Fed recoils from 1937 tightening error as jobs evaporate

Thursday, September 19, 2013
By Paul Martin

The American economy has shed 347,000 jobs over the past two months, roughly comparable with the rate of loss seen during the Great Recession. It is remarkable that the US Federal Reserve should even have been thinking of phasing out life-support in such circumstances.

By Ambrose Evans-Pritchard
TelegraphUK
18 Sep 2013

The Fed’s tough talk has already led to a 140 basis point rise in US 10-year Treasury yields, the benchmark price money for US mortgages and for the world (ex-China). It might as well have raised rates six times.

The shock decision on Wednesday night to put off tapering bond purchases is a recognition of what should have been obvious. Rising mortgage costs and the “tightening of financial conditions” could slow growth, it said. Indeed.

The net loss of jobs over the summer months has been entirely among men, mostly aged 25 to 54 and university educated. The cohort aged over 55 has been growing, so this is not happening because baby boomers are retiring early and happy to grow cantaloupes in Arkansas, or to play golf at Torrey Pines.

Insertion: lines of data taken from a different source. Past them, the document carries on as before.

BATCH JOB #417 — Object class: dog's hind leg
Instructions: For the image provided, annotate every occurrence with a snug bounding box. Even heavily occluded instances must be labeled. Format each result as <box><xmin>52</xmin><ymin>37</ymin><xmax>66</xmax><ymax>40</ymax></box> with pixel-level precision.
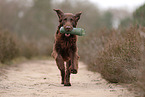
<box><xmin>56</xmin><ymin>55</ymin><xmax>65</xmax><ymax>84</ymax></box>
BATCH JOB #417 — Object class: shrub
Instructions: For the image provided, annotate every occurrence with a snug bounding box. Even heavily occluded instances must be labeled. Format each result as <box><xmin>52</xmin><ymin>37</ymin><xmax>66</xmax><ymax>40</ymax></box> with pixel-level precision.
<box><xmin>80</xmin><ymin>27</ymin><xmax>142</xmax><ymax>83</ymax></box>
<box><xmin>0</xmin><ymin>31</ymin><xmax>19</xmax><ymax>63</ymax></box>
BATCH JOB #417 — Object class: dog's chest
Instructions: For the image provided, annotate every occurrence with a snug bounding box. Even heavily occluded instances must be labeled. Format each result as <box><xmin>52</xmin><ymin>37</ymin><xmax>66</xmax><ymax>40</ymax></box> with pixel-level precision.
<box><xmin>56</xmin><ymin>37</ymin><xmax>76</xmax><ymax>51</ymax></box>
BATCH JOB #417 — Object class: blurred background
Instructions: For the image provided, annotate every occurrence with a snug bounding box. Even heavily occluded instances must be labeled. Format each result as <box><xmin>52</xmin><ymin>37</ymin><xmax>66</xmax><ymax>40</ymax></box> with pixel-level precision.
<box><xmin>0</xmin><ymin>0</ymin><xmax>145</xmax><ymax>97</ymax></box>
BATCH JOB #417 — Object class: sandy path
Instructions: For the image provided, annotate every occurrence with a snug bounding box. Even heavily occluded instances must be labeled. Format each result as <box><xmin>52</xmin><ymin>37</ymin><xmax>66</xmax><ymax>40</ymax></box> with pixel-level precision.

The labour “participation rate” dropped to 63.2pc in July, the lowest level since the late 1970s. The rate for men is at an all-time low. The unemployment rate has been falling, but chiefly because so many people are giving up hope and dropping off the rolls.

Some Fed governors seem to want to wash their hands of this, latching on to theories that the problem is “structural”: due to evolving technology, or a “skills mismatch”, or that catch-all concept “demographics”. No doubt this is half true, but such claims were made in the early 1980s when jobs were scarce. The unemployed were decried as “shirkers” by the Chicago Tribune in the 1930s.